What role do you think explainability plays in AI in healthcare?
- My perspective on explainability in AI may be a bit contrarian, but I’m not convinced it plays as big of a role as some people believe. Explainable AI (XAI) has become a stand-in for trust, yet there are many aspects of healthcare—and life in general—that we don't fully understand or can’t explain, but we still trust. For instance, there are common medications that patients take every day, the mechanisms of which are not fully understood, even by many clinicians. Despite this, these medicines are trusted because they’ve been rigorously tested, clinically validated, and regulated.
- In the same way, I believe AI tools don’t always need to be fully explainable for us to trust and use them, as long as they are valid and reliable and subjected to rigorous validation and oversight. While explainability is valuable for understanding and improving these complex systems, I don’t think it's always a necessity for successful implementation in healthcare. What matters most is ensuring these AI tools are safe, effective, and reliable in practice.
- Much of what we work with are proxies of other measures. For example, why a model flags that a patient will return to the emergency department is not necessarily why a patient actually returns to the emergency department. So in practice, explainability can be misleading if misunderstood.
- But if explainability is important, in many cases the there are other approaches for inference and causality that are much better suited than some XAI approaches today.

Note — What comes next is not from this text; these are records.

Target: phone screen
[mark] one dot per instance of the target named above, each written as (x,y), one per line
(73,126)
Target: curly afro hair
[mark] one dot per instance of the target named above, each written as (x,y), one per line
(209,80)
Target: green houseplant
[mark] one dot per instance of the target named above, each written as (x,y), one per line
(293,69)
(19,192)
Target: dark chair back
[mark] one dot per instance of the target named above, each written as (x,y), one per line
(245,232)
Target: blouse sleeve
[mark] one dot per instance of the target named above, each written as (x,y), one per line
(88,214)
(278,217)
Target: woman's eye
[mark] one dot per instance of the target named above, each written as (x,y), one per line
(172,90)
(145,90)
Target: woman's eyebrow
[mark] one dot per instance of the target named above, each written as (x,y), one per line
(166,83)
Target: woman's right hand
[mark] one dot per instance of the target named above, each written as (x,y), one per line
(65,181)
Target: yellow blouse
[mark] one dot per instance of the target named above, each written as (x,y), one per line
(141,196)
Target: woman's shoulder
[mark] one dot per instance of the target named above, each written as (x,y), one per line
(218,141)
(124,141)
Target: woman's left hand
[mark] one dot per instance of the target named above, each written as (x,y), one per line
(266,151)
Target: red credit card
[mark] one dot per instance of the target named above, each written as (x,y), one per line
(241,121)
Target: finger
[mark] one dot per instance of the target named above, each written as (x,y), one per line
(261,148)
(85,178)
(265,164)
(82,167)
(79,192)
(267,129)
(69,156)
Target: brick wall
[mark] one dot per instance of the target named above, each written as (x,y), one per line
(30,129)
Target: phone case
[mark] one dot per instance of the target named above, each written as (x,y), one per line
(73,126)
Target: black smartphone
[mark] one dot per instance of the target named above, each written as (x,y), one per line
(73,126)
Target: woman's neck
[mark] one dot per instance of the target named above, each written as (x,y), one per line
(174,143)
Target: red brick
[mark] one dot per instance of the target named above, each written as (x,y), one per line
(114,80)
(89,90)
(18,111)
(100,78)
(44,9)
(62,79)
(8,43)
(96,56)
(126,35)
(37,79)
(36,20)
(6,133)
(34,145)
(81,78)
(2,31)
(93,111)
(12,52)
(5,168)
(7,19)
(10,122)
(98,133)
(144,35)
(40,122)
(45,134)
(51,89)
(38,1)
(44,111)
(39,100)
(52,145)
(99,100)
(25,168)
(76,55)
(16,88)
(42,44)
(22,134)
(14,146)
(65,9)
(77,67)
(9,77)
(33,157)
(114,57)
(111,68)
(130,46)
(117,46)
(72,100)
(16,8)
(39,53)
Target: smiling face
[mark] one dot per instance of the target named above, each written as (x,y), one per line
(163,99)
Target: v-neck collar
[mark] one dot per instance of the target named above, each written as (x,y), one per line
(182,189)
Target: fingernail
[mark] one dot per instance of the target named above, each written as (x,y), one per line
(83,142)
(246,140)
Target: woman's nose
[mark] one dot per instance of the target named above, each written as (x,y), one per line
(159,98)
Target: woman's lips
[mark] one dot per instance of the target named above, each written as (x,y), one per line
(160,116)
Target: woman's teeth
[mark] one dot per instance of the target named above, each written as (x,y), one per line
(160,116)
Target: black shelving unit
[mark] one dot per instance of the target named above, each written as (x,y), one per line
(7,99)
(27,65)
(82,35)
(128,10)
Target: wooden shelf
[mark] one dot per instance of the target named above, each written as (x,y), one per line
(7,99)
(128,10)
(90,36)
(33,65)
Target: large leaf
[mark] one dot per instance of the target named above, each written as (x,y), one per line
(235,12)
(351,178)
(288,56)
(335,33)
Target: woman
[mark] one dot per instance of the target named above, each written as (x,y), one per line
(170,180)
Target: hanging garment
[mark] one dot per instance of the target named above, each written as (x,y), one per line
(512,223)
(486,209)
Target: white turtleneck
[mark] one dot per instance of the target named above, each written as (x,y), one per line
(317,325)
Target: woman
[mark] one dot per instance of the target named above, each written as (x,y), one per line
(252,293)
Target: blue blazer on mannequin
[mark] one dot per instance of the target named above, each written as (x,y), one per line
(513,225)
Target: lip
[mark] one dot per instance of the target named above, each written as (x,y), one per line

How do you ensure that AI-driven insights are actionable and understandable to healthcare professionals who may not have a technical background?
- AI literacy is critical to the successful adoption of AI solutions. As we integrate clinicians into our process, they gain a progressively deeper understanding of data science, machine learning, and AI adoption through ‘real world’ experience
- We have created a learning environment where not only our data scientists learn clinical concepts but our clinicians learn about data science and AI through real world application; clinicians are often provided learning materials on data science and AI relevant to the problem that is being solved and are encouraged to ask questions to grow their knowledge; similarly, our data scientists are encouraged to ask clinical questions to gain a deeper understanding of the problem that the AI solutions aim to address.
How do you keep your team updated with the latest advancements in data science and AI, ensuring that Unity Health remains at the forefront of this rapidly evolving field?
- I only mean this in the most positive way—we are a bunch of nerds. Reading and keeping up with the latest developments in AI in medicine is not as hard as it used to be, the content is very accessible, although the volume has significantly increased.
- Another side of ensuring we remain at the forefront is sort of the opposite of latest advancements. There are a lot of tried-and-true methods that just work. And there are approaches that are just extremely well-suited to solve certain types of problems. While we keep up-to-date, we do also make sure we’re well versed in techniques that have been around a long time, in some cases many decades and in fact approaching nearly a century (like many well established regression approaches).
- That said, we are still not experiencing as many providers actually deploying solutions, so we have many global networks formally and informally keeping in touch with technologists, clinicians and corporations on how they are approaching AI in medicine.
What exciting AI projects or initiatives can we expect from Unity Health in the near future?
- Where we are trying to move really quickly is into high frequency multimodal AI. If you imagine all of the monitors and devices that are bedside, we are interested in streaming all of these different data types in real time into algorithms that can improve care.